1776 Congress opens all U.S. ports to international trade
On this day in 1776, the Continental Congress takes the first step toward American independence by announcing their decision to open all American ports to international trade with any part of the world that is not under British rule.
It was the first act of independence by the Continental Congress that had so openly and publicly rejected the American Prohibitory Act passed by the British parliament in December 1775. The act was designed to punish the American colonies for the rebellion against the king and British rule, which had begun with the Battle of Lexington and Concord in April 1775, by banning all British trade with America. It was, in essence, a declaration of economic warfare by Great Britain. For its part, the Continental Congress’ decision to open all ports to any country but those ruled by Britain constituted America’s declaration of economic independence.

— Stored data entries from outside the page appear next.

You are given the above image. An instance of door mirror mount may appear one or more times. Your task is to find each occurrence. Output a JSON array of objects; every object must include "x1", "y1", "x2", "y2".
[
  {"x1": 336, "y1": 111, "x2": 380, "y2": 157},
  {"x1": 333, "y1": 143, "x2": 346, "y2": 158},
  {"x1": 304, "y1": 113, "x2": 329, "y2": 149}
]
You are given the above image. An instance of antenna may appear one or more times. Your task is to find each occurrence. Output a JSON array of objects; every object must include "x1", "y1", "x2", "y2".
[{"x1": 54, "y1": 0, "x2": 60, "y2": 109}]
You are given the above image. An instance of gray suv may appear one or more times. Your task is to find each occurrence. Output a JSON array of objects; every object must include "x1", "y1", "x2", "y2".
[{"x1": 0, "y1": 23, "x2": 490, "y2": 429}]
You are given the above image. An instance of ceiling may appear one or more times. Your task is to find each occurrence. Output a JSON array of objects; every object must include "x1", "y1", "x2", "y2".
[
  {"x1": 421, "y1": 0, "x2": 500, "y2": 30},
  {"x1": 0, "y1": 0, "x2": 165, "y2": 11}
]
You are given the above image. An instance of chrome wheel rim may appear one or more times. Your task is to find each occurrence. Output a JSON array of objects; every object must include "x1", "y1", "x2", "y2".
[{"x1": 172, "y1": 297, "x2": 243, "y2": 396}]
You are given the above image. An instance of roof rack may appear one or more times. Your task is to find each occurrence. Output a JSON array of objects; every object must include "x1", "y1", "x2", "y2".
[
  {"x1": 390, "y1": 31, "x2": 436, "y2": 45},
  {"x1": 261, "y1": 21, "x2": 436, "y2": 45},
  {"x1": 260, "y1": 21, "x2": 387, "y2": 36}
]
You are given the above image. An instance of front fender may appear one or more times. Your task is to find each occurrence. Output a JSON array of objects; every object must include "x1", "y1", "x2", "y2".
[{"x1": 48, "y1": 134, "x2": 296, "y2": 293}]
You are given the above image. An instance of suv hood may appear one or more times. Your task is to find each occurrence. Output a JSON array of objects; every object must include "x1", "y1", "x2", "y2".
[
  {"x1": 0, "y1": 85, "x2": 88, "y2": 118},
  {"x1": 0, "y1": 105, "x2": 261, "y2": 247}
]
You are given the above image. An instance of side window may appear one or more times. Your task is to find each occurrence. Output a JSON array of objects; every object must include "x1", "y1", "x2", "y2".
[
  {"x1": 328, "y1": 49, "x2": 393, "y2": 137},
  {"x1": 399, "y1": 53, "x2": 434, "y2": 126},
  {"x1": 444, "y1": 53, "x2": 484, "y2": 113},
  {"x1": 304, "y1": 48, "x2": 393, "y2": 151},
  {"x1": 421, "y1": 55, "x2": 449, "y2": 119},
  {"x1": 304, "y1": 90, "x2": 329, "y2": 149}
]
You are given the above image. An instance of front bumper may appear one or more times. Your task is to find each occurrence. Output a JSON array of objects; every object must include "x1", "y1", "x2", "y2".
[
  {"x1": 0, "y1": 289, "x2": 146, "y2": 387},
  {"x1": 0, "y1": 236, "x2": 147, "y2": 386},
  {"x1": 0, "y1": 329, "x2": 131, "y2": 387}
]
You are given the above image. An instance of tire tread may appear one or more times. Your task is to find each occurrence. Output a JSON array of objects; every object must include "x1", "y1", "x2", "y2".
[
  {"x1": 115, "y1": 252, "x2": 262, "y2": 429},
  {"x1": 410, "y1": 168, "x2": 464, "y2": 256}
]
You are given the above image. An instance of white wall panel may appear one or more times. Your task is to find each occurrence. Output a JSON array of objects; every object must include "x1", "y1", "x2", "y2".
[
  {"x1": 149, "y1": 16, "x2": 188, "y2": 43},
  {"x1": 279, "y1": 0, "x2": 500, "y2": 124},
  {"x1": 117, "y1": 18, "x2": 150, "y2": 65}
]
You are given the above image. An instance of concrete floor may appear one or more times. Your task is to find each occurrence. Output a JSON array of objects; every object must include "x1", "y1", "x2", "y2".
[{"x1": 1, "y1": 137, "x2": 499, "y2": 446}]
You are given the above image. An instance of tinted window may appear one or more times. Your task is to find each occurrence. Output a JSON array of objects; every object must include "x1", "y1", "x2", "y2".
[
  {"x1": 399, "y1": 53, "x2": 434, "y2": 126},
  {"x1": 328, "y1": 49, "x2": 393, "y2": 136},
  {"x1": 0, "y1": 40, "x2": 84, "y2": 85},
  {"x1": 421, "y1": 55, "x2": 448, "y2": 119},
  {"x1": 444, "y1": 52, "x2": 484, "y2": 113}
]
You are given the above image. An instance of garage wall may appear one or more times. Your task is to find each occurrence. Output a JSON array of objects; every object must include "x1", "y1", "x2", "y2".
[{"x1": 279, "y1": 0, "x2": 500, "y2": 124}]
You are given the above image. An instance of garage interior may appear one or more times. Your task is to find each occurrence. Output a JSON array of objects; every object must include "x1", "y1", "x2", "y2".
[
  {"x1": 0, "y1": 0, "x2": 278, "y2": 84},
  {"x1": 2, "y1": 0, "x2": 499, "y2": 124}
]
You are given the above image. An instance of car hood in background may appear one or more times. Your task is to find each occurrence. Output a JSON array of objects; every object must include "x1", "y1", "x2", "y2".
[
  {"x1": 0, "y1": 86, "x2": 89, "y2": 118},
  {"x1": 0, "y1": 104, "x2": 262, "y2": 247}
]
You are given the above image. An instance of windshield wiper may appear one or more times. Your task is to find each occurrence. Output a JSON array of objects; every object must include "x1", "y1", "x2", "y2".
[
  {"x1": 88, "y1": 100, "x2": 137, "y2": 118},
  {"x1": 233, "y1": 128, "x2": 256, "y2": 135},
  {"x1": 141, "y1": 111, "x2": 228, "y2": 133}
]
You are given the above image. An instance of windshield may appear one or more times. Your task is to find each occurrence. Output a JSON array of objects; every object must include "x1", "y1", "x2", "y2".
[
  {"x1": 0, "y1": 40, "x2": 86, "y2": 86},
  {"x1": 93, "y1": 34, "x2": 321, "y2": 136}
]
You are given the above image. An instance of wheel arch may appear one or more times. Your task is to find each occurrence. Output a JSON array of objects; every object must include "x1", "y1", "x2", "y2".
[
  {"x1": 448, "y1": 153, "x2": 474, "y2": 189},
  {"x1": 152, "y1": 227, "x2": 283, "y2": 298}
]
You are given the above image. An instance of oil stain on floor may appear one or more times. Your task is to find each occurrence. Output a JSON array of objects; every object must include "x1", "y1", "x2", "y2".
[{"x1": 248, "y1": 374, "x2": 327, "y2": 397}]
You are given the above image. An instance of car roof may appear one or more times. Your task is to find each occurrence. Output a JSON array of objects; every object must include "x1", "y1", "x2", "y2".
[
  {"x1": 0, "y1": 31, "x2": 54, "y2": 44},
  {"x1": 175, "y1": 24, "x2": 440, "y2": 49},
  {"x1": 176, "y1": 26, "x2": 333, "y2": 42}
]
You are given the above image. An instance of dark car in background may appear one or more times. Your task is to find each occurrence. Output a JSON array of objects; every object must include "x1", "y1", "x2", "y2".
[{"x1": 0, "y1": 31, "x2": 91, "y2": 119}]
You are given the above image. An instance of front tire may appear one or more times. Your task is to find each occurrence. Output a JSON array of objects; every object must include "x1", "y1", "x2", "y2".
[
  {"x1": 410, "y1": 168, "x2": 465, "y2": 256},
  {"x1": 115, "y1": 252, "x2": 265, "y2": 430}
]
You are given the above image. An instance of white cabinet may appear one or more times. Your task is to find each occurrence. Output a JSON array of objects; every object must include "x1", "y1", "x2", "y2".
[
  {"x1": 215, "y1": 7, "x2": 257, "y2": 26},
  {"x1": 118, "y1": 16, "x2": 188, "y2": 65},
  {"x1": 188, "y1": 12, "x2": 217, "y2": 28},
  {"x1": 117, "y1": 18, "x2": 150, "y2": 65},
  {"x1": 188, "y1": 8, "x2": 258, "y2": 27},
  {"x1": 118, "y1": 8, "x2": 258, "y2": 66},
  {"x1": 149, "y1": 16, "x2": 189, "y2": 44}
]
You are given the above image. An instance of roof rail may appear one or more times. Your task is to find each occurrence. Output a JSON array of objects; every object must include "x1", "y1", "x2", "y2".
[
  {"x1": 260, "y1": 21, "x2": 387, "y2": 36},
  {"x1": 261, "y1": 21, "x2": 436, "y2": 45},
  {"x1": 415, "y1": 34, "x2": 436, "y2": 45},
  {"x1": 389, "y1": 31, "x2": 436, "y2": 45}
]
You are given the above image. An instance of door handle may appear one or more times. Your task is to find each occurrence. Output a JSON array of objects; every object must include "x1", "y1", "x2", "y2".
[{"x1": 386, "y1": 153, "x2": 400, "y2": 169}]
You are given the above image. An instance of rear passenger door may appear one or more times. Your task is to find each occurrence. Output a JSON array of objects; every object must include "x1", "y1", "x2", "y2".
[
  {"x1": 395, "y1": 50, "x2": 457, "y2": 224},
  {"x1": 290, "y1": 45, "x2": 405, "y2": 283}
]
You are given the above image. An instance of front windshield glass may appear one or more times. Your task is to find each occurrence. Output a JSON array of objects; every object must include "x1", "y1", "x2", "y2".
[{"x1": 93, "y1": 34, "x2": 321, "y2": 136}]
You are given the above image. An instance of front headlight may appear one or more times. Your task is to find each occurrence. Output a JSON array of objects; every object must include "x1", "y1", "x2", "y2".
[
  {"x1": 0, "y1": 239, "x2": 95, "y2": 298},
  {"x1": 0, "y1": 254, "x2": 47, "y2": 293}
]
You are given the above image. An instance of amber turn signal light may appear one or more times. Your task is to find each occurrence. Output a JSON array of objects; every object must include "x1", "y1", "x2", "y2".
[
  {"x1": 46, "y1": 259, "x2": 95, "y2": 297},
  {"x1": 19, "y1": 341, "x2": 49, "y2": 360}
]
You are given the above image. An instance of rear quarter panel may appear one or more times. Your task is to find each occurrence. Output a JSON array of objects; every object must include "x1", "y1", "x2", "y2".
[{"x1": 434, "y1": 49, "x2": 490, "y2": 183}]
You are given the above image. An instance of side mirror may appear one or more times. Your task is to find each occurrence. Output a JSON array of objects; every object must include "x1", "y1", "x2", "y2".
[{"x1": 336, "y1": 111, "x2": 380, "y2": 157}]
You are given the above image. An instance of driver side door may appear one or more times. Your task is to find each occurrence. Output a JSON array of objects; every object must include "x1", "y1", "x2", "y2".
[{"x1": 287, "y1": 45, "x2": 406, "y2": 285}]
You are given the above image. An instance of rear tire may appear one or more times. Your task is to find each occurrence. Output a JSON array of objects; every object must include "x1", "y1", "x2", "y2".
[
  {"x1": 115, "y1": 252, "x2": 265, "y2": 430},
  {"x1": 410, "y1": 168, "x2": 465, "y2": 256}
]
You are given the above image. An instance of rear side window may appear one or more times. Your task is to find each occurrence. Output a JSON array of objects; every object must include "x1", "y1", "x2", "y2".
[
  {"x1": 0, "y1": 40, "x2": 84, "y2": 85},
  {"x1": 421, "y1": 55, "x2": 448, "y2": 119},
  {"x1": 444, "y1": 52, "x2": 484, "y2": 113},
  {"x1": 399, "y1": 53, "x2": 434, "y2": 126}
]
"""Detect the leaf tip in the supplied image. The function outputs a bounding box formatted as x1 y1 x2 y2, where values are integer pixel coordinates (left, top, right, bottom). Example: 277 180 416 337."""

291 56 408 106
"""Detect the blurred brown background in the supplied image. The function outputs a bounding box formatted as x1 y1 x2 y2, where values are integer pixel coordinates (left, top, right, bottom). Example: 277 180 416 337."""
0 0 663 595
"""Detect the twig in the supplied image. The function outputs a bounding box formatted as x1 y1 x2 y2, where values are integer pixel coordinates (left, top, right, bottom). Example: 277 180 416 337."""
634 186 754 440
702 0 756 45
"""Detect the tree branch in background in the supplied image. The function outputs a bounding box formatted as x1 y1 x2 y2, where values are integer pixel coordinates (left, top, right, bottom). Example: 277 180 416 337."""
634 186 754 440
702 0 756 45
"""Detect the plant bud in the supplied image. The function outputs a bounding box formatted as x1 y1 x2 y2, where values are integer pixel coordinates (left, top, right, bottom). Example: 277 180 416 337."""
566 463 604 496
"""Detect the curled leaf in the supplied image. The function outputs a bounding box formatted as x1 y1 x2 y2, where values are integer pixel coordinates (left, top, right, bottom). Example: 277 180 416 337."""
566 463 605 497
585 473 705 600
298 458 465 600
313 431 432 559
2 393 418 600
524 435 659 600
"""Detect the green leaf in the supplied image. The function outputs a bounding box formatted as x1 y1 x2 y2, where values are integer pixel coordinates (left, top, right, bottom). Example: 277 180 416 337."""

The economic relationship between Britain and the 13 colonies had been mercantilist–the colonies provided raw materials such as rice and tobacco to the mother country, Great Britain, and in return received manufactured goods such as textiles and ceramics or foreign goods such as tea. Under the mercantile system, all American imports and exports had to pass through Great Britain on their way to and from the colonies. Undoing this economic relationship was a necessary aspect of freeing the colonies from the control of the British empire. Recognizing this, Britain had passed the Tea Act in 1773 in a misguided attempt to trick colonists into accepting parliamentary taxation by making legal tea imported from India through Britain cheaper than non-taxed tea smuggled into the colonies from the Netherlands. It failed; the colonists were outraged and protested vigorously, most famously in form of the Boston Tea Party. The Prohibitory Act finally cut the colonists loose from the mercantilist system, but not without repercussions: colonists lost not only the burdens of British taxes, but the benefits of British products, making it necessary for the new nation to open its ports to trade from elsewhere.